We compare algorithms for the construction of a minimum spanning tree through largescale experimentation on randomly generated graphs of different structures and different densities. In order to extrapolate with confidence, we use graphs with up to 130,000 nodes (sparse) or 750,000 edges (dense). Algorithms included in our experiments are Prim's algorithm (implemented with a variety of priority queues), Kruskal's algorithm (using presorting or demand sorting), Cheriton and Tarjan's algorithm, and Fredman and Tarjan's algorithm. We also ran a large variety of tests to investigate low-level implementation decisions for the data structures, as well as to enable us to eliminate the effect of compilers and architectures.

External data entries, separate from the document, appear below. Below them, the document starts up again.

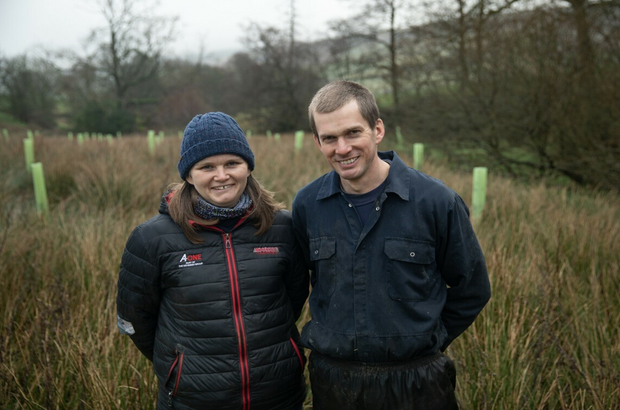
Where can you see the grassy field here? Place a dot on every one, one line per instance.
(549, 338)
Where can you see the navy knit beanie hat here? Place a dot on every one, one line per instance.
(210, 134)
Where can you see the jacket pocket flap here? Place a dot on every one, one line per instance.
(322, 248)
(408, 250)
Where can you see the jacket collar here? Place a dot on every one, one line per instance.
(398, 179)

Within the range of sizes used, Prim's algorithm, using pairing heaps or sometimes binary heaps, is clearly preferable. While versions of Prim's algorithm using efficient implementations of Fibonacci heaps or rank-relaxed heaps often approach and (on the densest graphs) sometimes exceed the speed of the simpler implementations, the code for binary or pairing heaps is much simpler, so that these two heaps appear to be the implementation of choice.
Some conclusions regarding implementation of priority queues also emerge from our study: in the context of a greedy algorithm, pairing heaps appear faster than other implementations, closely followed by binary, rank-relaxed and Fibonacci heaps, the latter two implemented with sacks, while splay trees finish a decided last.